I am currently developing a project and researching the best way to retrieve data from industrial factory sensors connected to PLCs (the controller of the machinery in a factory for example the control motors, speeds, switches... ).
I will explain the objective to achieve and I think my case could be extrapolated to so much different types of industries:
I have several PLCs that give me a lot of different data values. (Many of these values are only booleans and other are analog values, real type for example.)
I will have more than 10.000 sensors in a whole factory.
I want to retrieve the data at least every second for the analog values (for example motor rmp, temperature, humidity....).
For the digital values the data will be saved with timestamp when a event appears.
I want to use Cassandra with timeseries because it looks the most promising and faster technlogy to do that.
My question is about storing analog values every second. Is it better to have a schema like:
timestamp, sensor1, sensor2, sensor3, sensor4
and row and group it by parts in the factory or is it better that
every sensor has his own table
?
The whole system will be developed in Java and it will provide the data to an external company in order to analyse it.
It's not quite clear what your query is. You mention "I want to retrieve the data at least every second for the analogic values (for example motor rmp, temperature, humidity....)".
Does that mean you're querying every second for all 10K sensors? Or for a specific sensor, or for a group of sensors? In cassandra, it's vital to know what your query is before looking at data models. If you're looking for 1 second granuality, one option may be to feed incoming data streams to Spark Streaming, and have the Spark Streaming code save to a Cassandra table that suits what you want to query.
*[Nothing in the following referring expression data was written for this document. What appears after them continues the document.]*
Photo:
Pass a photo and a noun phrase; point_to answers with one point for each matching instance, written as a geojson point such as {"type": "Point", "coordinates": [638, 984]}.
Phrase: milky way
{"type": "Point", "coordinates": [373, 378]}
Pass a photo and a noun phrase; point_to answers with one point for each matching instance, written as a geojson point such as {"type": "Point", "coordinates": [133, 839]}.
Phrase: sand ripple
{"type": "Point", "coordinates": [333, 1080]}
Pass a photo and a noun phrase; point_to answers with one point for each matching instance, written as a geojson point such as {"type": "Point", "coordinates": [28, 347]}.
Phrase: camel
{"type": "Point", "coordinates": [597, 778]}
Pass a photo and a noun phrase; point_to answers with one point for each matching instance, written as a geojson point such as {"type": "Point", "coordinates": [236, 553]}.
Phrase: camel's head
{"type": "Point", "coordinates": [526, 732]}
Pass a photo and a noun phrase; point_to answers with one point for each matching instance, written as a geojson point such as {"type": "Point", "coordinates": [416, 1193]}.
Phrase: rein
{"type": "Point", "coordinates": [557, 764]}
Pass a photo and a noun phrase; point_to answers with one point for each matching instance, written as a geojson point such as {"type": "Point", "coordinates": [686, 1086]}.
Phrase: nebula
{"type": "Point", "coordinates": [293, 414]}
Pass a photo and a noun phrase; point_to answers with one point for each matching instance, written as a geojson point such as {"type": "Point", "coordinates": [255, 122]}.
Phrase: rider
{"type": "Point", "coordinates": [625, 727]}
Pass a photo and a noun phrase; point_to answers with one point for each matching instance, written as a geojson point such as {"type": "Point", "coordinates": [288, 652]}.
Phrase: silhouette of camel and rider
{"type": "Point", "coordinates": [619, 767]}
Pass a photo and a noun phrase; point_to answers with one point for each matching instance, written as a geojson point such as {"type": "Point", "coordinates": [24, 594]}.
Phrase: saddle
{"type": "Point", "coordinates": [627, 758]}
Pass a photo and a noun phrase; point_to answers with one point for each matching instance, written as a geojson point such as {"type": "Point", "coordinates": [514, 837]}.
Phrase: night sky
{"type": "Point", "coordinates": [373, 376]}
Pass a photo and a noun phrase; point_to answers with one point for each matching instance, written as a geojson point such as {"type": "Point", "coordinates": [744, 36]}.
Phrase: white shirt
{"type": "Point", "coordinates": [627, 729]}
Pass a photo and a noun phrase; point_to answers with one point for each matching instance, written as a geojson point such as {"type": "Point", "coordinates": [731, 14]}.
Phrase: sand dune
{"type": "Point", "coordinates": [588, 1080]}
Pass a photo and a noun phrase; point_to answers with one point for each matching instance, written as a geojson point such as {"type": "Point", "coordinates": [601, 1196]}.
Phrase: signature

As for the options you mention, it's hard to say without knowing the exact nature of your queries. Having one key ronded to the second may be an option - that would mean 10K or so entries per partition, assuming a data rate or 1/s per sensor. Having a table per sensor would be weird, but you may have a partition per sensor with timestamps for each entry. It really depends on your query.
Perhaps if you gave us an example of how you intend to retrieve the data, we can help better?